[Beowulf] Opteron cooling specifications?

David Kewley kewley at gps.caltech.edu
Sat Apr 29 18:08:49 PDT 2006


On Saturday 29 April 2006 10:02, Michael Will wrote:
> David,
>
> 32 compute nodes per rack is just good practice, but of course not the
> maximum if you are willing
> to cut corners and do somewhat nonstandard and potentially riskier power
> (i.e. L21-30 208V 3phase).
>
> Where do your power cords go, and how many PDU's and cords do you have
> going to each rack?

What does it mean to say that 32 is "standard"?  Why shouldn't 40 be 
standard, other than perhaps 32 is more typically done?

How do you conclude that putting 40 in a rack rather than 32 necessarily 
means you cut corners?  Just because we had our sites set on fitting all 
those machines into the room doesn't mean that the rack setup is poor (it's 
actually excellent, come by and see it some time), nor that we cut corners 
to make things fit.  We didn't.  Many people who have seen our room remark 
that it's an outstandingly good room, so it's quite possible to do what we 
did and do it well -- 40 per rack is no problem if you design it well.

We use L21-20 208 V 3-phase (note -20 not -30).  How is that riskier?

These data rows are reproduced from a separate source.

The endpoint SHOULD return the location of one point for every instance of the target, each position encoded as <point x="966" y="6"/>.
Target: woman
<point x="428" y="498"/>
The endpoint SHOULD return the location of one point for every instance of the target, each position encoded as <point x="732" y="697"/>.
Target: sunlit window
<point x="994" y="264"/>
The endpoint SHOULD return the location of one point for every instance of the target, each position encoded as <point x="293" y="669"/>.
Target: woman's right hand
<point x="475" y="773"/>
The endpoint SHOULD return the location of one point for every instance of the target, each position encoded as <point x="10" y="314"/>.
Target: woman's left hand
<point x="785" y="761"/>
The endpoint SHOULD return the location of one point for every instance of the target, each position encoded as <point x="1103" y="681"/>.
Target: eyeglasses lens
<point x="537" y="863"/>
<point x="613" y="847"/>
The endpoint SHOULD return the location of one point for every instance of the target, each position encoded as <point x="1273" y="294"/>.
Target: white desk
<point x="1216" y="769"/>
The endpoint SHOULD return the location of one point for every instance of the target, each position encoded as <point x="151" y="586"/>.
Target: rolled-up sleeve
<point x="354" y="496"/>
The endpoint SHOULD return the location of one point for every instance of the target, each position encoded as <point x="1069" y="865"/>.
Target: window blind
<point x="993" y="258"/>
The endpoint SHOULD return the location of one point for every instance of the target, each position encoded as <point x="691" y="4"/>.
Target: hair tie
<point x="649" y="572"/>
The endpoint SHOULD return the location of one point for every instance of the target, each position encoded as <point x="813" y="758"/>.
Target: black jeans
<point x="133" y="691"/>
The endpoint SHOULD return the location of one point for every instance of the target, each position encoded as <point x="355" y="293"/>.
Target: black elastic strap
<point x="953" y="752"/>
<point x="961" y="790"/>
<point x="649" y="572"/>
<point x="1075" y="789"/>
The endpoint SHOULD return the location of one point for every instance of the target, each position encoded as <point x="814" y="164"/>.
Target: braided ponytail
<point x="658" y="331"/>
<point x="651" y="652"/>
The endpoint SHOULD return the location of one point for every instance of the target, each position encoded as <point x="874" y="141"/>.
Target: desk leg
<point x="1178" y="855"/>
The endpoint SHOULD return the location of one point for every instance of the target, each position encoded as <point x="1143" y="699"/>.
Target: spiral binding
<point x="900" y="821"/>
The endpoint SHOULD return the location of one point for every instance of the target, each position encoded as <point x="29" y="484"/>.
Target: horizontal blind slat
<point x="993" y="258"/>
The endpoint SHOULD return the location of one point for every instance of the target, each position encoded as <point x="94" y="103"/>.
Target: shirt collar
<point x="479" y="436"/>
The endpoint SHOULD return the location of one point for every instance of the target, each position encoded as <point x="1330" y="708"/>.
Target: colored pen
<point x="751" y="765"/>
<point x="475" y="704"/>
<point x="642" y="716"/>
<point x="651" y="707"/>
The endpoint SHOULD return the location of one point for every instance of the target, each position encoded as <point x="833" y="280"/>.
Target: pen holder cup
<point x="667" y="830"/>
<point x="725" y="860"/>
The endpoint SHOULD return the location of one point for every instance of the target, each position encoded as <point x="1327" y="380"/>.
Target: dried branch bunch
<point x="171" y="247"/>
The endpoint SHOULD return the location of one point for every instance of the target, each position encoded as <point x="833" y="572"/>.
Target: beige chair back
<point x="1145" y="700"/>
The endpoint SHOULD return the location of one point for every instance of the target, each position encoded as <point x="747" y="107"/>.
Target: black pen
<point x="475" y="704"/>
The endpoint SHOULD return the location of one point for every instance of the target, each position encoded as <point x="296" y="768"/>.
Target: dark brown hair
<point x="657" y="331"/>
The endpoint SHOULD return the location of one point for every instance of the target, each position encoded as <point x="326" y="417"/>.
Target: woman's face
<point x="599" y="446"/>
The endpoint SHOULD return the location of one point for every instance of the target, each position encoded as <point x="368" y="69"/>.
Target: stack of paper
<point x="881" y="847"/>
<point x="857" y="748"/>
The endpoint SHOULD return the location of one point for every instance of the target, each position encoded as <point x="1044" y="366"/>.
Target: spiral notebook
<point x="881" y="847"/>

We have 3 L21-20 based power strips per rack, APC units each rated (80% 
derated) at 5.7kW.  The 3' cords go under the raised floor to outlets that 
are fastened to a rail that runs directly under the raised floor gridwork.  
The outlets are supplied by flexible, waterproof conduit that runs across 
the cement subfloor to the raised-floor-mounted PDUs.  The cords are 
essentially invisible when the rack doors are closed, and are completely 
out of the way.

> Our 32 node racks have only two L21-20 cords for the nodes and comply
> with national fire and electrical codes
> that limit continuous loads on a circuit to 80% of the breaker rating.

Same here, but with 3 rack PDUs.  It's not a problem for us.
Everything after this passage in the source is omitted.